Dos semanas después de tomar posesión de su cargo como
presidente de la Comisión Europea, Jean Claude Juncker está contra las cuerdas.
Una investigación periodística ha revelado que Luxemburgo pactó con cientos de
poderosas multinacionales acuerdos fiscales a la carta, mientras Juncker era
jefe de gobierno y ministro de finanzas del Principado. Empresas como Pepsi,
Ikea o Deutsche Bank, lograban reducir el tipo del impuesto de sociedades al
2%, frente al 28% que rige oficialmente en Luxemburgo o al 21% de la media
europea.

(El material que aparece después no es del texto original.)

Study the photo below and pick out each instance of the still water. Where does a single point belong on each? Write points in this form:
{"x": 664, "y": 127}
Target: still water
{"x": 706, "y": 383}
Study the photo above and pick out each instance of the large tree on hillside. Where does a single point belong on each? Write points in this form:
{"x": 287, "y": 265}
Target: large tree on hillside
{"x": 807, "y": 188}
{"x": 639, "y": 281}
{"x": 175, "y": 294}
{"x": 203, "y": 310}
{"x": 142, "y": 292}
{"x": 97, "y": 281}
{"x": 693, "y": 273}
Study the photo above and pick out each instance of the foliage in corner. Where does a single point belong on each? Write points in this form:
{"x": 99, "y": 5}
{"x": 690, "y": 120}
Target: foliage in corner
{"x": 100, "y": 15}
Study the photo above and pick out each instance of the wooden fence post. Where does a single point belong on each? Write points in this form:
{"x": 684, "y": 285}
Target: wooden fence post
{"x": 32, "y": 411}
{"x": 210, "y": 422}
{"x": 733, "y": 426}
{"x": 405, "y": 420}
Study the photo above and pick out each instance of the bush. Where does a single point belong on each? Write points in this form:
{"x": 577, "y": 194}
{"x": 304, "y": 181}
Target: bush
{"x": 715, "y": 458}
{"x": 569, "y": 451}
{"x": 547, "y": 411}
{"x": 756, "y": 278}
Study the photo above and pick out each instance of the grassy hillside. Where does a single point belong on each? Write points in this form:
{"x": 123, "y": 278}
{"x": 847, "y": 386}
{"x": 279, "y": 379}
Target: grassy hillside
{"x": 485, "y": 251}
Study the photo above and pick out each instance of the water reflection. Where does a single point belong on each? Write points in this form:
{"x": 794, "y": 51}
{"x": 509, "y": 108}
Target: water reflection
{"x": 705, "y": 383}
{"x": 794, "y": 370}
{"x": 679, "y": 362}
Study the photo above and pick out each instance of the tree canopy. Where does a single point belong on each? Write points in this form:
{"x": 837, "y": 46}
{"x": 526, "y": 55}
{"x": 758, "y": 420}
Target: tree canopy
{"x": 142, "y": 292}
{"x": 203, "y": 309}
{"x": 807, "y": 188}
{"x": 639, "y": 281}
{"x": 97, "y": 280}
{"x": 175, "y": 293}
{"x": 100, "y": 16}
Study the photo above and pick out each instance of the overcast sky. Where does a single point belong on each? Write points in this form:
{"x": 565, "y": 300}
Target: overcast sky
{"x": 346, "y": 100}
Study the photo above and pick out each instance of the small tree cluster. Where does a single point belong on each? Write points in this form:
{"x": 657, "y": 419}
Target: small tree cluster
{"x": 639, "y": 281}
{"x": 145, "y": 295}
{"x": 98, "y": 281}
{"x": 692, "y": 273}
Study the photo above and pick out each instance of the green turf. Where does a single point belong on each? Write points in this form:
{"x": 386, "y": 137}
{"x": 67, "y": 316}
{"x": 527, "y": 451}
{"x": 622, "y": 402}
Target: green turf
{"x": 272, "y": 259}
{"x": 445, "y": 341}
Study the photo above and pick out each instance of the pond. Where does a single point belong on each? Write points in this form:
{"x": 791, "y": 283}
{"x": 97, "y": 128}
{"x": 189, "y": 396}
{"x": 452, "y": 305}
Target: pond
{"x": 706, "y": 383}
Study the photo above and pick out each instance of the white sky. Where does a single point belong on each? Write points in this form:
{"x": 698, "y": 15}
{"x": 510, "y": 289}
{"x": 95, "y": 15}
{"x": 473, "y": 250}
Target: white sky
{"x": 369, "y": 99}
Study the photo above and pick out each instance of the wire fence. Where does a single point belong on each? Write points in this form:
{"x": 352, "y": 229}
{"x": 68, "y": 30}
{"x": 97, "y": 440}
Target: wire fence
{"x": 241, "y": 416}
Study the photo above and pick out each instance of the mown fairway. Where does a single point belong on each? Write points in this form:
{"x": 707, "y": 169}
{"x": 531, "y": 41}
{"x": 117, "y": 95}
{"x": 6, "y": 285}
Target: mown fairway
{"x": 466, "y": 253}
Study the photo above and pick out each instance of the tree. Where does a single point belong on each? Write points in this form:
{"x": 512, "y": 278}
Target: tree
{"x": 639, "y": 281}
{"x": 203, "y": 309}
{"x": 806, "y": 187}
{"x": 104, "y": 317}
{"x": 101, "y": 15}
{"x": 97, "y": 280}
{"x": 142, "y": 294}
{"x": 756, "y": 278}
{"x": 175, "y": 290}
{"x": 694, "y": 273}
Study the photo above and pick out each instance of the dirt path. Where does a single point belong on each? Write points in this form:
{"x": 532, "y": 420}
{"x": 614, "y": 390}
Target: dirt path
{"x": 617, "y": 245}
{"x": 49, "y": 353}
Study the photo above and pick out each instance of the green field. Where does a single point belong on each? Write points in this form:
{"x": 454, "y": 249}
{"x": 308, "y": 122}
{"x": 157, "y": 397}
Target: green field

Es imposible que el político más poderoso del país durante casi dos
décadas no supiera nada del asunto. Juncker no tiene intención de dimitir pero
desde el Parlamento Europeo piden su cabeza en una bandeja. Quizá la edad me
esté volviendo un cínico sin remedio, pero creo que es un error. ¿No es Jean
Claude Juncker un pillo? Sin duda. Pero para encabezar el órgano ejecutivo más
importante de la Unión Europea prefiero a alguien como él, experimentado
conocedor de las triquiñuelas de la alta política, que a un idealista
atiborrado de buenas intenciones. El quid de la cuestión está en decidir si el
luxemburgués es digno de confianza y estoy convencido de que es así. En estos
momentos defiende nuestros intereses, los de todos los europeos, y si eso
implica ir en contra de medidas que defendió en el pasado, lo hará sin
pestañear. De momento ya ha prometido que trabajará por la armonización fiscal
europea y para acabar con la competencia desleal que practican en este terreno,
no solo Luxemburgo, sino también Holanda e Irlanda. Si supera el escándalo, es
muy posible que hasta se nos vuelva algo más idealista. Que desde su nuevo
puesto comprenda que lo legal no siempre es lo más justo. Entonces Juncker se
habrá convertido en el gobernante perfecto.